El sábado pasado murió Whitney Houston. El día siguiente, Adele barrió con los Grammy y dejó al mundo encantado. La primera llegó a ser para la industria todo aquello que la segunda se empeña en resistir.

La muerte de Whitney Houston el sábado pasado, en la antesala de lo que sería la edición 54 de los Grammy  fue tanto una tragedia como una advertencia.  Bastión de un pop conservador,  compartió con Madonna y Michael Jackson durante los ochenta y noventa el sitial indiscutido de estandartes deónde podía empujar los límites de la dominación total del pop.  Whitney Houston, esa chica bien, absurdamente bonita, se distinguió de sus pares al basar su carrera en una voz entrenada en el gospel y el soul. Astutamente, sacrificó  el riesgo en pos de una mezcla de la tradición con la masividad, exhibiendo rutilante sus acrobacias vocales casi sobrenaturales con la aparente facilidad de quienes han dominado una técnica a la perfección.

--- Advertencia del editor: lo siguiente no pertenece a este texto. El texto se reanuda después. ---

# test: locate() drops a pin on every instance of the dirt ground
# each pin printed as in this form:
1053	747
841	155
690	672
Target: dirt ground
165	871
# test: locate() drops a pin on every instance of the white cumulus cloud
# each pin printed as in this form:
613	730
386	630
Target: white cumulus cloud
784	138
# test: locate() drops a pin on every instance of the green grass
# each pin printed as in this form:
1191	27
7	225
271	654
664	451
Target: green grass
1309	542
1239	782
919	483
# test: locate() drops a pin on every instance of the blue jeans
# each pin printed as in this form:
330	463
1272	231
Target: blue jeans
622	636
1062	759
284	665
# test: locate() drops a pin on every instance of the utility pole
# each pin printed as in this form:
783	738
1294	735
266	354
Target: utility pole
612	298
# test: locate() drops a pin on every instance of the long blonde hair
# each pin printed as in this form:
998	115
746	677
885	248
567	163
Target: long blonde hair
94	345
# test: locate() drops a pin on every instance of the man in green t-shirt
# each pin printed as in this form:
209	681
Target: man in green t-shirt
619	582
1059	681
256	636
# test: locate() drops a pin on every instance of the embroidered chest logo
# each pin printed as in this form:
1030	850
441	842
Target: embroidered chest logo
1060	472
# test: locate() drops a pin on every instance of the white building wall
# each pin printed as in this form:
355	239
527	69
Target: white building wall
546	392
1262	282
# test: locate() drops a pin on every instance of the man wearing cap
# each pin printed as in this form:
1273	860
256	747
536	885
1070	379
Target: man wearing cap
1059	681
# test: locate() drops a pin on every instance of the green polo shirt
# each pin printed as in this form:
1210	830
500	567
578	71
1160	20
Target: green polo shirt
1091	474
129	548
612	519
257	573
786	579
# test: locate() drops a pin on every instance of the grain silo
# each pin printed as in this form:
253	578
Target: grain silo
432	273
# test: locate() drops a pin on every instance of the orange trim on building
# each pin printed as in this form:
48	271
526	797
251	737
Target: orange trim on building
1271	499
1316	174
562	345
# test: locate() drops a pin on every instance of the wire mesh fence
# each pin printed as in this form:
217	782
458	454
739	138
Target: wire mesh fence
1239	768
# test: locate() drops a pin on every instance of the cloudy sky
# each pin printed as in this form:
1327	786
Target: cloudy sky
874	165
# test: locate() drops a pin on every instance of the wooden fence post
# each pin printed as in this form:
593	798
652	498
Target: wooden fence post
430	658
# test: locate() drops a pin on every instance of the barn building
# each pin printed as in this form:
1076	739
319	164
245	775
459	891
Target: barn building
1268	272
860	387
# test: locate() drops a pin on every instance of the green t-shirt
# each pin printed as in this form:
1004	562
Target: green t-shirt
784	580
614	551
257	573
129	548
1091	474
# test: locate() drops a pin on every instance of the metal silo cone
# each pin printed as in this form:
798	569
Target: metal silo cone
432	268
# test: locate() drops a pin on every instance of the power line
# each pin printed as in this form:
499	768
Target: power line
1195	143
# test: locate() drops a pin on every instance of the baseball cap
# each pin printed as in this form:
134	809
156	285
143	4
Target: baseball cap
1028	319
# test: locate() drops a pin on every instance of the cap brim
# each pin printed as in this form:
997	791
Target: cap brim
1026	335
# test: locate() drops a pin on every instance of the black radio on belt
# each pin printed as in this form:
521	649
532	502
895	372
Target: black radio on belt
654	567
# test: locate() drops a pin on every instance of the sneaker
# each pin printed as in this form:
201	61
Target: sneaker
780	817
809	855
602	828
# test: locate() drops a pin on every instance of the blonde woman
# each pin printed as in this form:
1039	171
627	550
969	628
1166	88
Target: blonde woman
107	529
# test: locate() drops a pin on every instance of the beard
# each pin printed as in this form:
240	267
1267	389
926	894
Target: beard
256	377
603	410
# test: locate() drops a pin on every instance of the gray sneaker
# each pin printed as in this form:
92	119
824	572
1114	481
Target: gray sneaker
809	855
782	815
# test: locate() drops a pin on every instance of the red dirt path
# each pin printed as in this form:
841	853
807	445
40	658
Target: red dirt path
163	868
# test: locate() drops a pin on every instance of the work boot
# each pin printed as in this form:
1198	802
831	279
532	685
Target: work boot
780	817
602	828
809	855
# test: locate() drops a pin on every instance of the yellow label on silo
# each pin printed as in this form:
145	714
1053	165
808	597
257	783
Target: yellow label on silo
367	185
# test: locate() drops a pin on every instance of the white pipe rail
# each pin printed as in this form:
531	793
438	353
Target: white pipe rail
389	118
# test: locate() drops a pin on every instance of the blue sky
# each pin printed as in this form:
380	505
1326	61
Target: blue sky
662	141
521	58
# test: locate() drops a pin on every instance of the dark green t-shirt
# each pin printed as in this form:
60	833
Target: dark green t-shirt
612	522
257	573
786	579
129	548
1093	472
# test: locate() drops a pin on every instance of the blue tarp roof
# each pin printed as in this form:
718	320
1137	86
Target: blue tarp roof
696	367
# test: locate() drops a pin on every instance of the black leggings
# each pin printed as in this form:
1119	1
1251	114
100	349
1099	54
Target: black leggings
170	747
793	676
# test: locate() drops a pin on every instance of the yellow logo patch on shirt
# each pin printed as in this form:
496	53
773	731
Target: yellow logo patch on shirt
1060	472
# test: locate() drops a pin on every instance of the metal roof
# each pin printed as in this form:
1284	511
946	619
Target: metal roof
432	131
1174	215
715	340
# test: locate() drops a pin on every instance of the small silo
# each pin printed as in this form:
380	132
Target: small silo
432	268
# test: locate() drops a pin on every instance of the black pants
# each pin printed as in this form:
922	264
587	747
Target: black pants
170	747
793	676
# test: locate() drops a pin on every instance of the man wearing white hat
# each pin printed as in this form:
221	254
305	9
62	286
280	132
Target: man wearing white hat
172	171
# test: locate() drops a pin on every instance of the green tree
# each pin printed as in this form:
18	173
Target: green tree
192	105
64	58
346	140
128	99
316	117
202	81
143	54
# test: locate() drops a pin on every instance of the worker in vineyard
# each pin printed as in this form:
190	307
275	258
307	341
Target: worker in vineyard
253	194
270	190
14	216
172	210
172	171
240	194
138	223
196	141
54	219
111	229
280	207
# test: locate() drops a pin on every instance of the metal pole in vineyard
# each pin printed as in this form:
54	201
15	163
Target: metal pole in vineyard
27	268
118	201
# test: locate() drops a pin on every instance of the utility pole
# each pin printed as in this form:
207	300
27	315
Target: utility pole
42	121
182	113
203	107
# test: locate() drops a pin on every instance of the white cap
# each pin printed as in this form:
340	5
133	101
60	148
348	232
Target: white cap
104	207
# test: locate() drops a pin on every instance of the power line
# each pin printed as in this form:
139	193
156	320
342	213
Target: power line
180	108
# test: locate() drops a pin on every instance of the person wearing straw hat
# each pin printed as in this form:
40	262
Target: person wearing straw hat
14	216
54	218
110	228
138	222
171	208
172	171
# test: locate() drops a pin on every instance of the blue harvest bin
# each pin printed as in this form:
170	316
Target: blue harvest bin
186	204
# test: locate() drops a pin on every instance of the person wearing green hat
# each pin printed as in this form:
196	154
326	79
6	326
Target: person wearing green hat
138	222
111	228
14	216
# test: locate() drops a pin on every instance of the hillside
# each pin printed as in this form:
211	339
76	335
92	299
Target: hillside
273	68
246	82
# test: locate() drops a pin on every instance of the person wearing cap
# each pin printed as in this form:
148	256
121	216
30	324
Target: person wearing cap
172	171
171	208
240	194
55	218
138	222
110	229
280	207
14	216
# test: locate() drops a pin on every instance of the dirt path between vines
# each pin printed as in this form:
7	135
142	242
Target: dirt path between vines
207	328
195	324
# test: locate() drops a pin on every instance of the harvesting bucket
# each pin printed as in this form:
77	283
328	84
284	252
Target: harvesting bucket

Adele, quien el domingo se coronó reina de una industria que cada año parece empeñarse en poner en escena propuestas cada vez más irrelevantes, emerge con su vozarrón despechado como la gran esperanza blanca de un mercado que ve en el revival de soul un lugar sospechosamente seguro.  Con un espaldarazo absoluto y la paternalista introducción de Gwyneth Paltrow, la performance  pasional y  algo falta de carisma de Adele no puede verse sino como un contrapuesto siniestro de la que fuera  en 1986 la noche de consagración de Whitney Houston, presentada por un demodé Kenny Rogers y donde ella, jovencísima, flaca esmirriada y enfundada en un vestido rojo, canta radiante esa promesa  virginal que era "Saving all my love for you".
Predilecta de la misma industria que necesita sucesoras para sobrevivir, Whitney Houston sería por casi quince años lo que Adele parece ahora estar renegando, al declarar que quiere darse una temporada sabática para disfrutar el amor ahora que por fin lo tiene. Aunque luego echó pie atrás ("¿dije cinco años? ¡más bien cinco días!", escribió en su blog), que haya situado su plan ideal en un receso para enamorarse, componer un disco "feliz" y "plantar hortalizas", resulta revelador: el paraíso de Adele está lejos de la industria.  Whitney jamás dudó. Se enfrentó con su sonrisa amplia y sus ademanes aristocráticos a un mercado que cada vez se inclinaba más al hip hop y que caía víctima de los one hit wonders, y llevó su voz hasta los límites de la pirotecnia, pasando de adolescente cándida a una nueva diva, soberana y encantadora por igual. Y no satisfecha con eso, se reinventó como una mala actriz, y siguió apostando a la cautela en bandas sonoras que la catapultaron a un éxito planetario absoluto. Luego siguió adelante hasta su aniquilación, haciendo eso mismo que juró con su voz campeona que nunca haría: dejar que le quitaran su dignidad.  Whitney Houston se convirtió en la década pasada en un personaje tristísimo.
Al final,  terminó consumida por una industria demasiado ávida de estos costalazos épicos que ella misma promueve y que necesita para seguir perpetuándose.  Adele, cauta, fantasea con la improbable idea de dar un paso atrás, lejos del ruido. Y parece que no hay mucho que reprocharle.